Most of the Uralian settlers (see history) are in the occupied territories for cheap housing (and they don’t necessarily even know they are on occupied territory – to them it’s Uralia). In addition to these economical settlers, there are, however, ideological settlers who are usually religious fanatics. They think they have a sacred right to the land and their duty is to move into areas where Finns live and drive them out to reclaim the land for Ugrics.
For example, the ideological settlers beat up pregnant women to cause miscarriage or speed up when they see Finnish schoolchildren cross the road in order to drive over them. They sometimes throw rubbish and sewage on market places and on people’s yards, and they teach their kids to attack Finnish children. Sometimes they come and occupy Finnish homes, doing everything to drive the original inhabitants away.
The Uralian army is technically responsible for keeping the order in the territories. However, the army is there to protect the settlers, and there is not much the soldiers can do to restrain the settlers, even if they would like to. While offences by Finns are handled in military courts according to military regulations, settlers are convicted in civil courts in accordance with Uralian civil law. Many of the soldiers serving in the territories are in good terms with the settlers. A Finn complaining to the soldiers about settler behavior will usually not achieve anything, and in the worst case will be beaten up and arrested. The settlers seldom suffer any legal consequences for their actions.
According to international law, an occupying power may not move its civilian population into territories under occupation. Hence, the settlements are illegal under international law.
During the year 2015, about 500 buildings were demolished by the Uralian army in area C of the South Coast (see geography). Often the army comes in the middle of the night, gives the family no more than 15 minutes to leave the house and then bulldozes it, often with some or all of the family’s belongings still inside. If the family resists, they are beaten up or arrested. Often the family ends up living with relatives or in tents provided by the UN or NGOs. A home demolition is a very traumatic experience, especially for children.
The reason for the house demolitions are administrative. On area C, building permits are very rarely given to Finns (yet Ugrics easily get building permits), and houses without building permits get a demolition order. Most Finnish houses on area C have a demolition order, and you never know whether the army comes next year or after the next sunset.

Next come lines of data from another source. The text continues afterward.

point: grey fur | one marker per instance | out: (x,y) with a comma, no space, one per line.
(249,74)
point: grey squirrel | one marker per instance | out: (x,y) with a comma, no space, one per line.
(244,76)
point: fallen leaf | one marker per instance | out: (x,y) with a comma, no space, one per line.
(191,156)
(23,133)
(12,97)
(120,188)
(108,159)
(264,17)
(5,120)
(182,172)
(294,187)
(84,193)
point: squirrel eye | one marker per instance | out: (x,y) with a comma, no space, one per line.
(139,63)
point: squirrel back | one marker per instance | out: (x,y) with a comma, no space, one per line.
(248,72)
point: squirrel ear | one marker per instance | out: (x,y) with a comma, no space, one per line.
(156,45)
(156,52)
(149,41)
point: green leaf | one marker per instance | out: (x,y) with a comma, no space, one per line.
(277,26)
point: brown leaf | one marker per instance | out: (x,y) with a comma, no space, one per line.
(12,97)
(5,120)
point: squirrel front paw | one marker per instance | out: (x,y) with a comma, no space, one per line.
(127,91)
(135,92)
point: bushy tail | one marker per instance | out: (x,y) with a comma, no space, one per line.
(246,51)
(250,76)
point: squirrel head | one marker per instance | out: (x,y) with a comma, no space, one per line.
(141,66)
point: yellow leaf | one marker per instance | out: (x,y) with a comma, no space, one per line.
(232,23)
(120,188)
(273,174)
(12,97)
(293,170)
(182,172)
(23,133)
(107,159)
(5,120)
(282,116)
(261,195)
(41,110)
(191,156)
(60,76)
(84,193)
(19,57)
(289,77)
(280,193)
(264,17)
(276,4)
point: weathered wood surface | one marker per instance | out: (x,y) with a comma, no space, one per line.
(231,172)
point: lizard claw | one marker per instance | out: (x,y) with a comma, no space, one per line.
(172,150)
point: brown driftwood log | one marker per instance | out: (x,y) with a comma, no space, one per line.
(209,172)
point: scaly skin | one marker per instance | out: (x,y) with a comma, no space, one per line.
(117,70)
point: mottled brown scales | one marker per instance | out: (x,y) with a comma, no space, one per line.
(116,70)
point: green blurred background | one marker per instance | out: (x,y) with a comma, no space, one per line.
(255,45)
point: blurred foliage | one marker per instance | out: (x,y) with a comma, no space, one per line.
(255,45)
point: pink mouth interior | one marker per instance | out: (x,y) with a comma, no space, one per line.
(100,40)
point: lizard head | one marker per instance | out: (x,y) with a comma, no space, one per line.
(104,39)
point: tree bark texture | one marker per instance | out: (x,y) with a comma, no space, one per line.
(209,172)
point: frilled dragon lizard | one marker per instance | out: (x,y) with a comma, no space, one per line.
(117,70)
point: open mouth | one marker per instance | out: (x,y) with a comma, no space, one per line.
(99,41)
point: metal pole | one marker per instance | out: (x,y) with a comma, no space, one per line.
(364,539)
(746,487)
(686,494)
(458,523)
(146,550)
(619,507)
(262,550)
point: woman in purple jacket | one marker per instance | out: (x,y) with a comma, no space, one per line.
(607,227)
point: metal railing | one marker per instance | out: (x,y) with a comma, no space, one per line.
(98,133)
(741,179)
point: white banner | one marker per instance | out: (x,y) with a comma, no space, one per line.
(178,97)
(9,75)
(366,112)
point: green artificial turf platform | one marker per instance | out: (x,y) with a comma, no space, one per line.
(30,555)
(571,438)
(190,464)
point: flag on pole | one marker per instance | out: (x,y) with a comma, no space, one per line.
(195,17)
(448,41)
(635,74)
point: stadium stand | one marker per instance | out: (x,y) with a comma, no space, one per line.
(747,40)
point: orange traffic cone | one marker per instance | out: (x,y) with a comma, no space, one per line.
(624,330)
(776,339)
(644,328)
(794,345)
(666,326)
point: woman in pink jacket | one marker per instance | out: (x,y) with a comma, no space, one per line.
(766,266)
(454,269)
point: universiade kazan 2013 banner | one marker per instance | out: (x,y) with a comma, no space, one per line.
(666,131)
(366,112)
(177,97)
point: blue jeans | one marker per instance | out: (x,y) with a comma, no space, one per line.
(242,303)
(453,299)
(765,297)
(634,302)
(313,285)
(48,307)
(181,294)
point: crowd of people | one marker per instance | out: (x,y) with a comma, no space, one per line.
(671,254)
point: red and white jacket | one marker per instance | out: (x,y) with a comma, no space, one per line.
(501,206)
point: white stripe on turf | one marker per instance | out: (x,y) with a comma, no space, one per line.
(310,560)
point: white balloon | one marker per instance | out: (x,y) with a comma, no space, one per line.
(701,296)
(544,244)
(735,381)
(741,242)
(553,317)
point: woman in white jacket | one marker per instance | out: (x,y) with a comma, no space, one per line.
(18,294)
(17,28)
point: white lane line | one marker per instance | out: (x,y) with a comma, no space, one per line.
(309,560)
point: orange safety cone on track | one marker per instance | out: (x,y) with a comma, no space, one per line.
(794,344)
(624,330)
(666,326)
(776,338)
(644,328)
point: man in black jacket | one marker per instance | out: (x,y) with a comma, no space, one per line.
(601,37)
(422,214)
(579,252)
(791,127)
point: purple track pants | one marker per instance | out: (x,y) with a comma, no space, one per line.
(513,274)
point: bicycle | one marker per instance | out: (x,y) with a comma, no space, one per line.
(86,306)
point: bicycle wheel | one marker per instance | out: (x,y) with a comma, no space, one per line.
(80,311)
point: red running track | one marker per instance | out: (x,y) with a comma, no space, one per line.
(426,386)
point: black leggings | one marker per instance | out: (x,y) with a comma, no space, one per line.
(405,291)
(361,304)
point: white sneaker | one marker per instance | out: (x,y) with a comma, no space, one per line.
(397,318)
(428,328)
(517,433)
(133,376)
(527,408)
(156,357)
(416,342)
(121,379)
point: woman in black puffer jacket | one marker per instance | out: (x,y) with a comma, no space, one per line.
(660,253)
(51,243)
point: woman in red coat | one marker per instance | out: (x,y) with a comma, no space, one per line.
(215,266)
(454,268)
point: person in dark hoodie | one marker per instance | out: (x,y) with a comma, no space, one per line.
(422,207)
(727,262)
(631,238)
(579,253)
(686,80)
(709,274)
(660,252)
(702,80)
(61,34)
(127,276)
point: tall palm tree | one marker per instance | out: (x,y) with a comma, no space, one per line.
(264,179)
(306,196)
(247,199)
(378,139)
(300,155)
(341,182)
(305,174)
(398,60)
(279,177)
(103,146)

They might never come to some of the houses, but the Finns in area C live in constant fear and anxiety.
The political motive behind home demolitions is to drive Finns away from the area C, to make space for new settlements and thus to make the Finnish residential areas in area C smaller and smaller. The policy is even officially called Ugricization by the Uralian authorities. Under international law, it is illegal for an occupying power to destroy civilian structures on the area occupied unless there is a military necessity.
Finns are often arrested and imprisoned by the army with no reason at all or on dubious evidence, which may be obtained by torture. Sometimes people are detained for months before pressing charges – and sometimes they are released with no charges after those months. Finnish prisoners are often taken to prison in Uralia. It is against international law for an occupied power to keep civilians from the area occupied in prisons within its own state borders.
In the occupied territories, there are two justice systems in use. Finns are under military rule, while the Uralian settlers are under normal Uralian law. The military law allows keeping people detained for long periods without trial, and it allows arresting and sentencing children as young as 12 years.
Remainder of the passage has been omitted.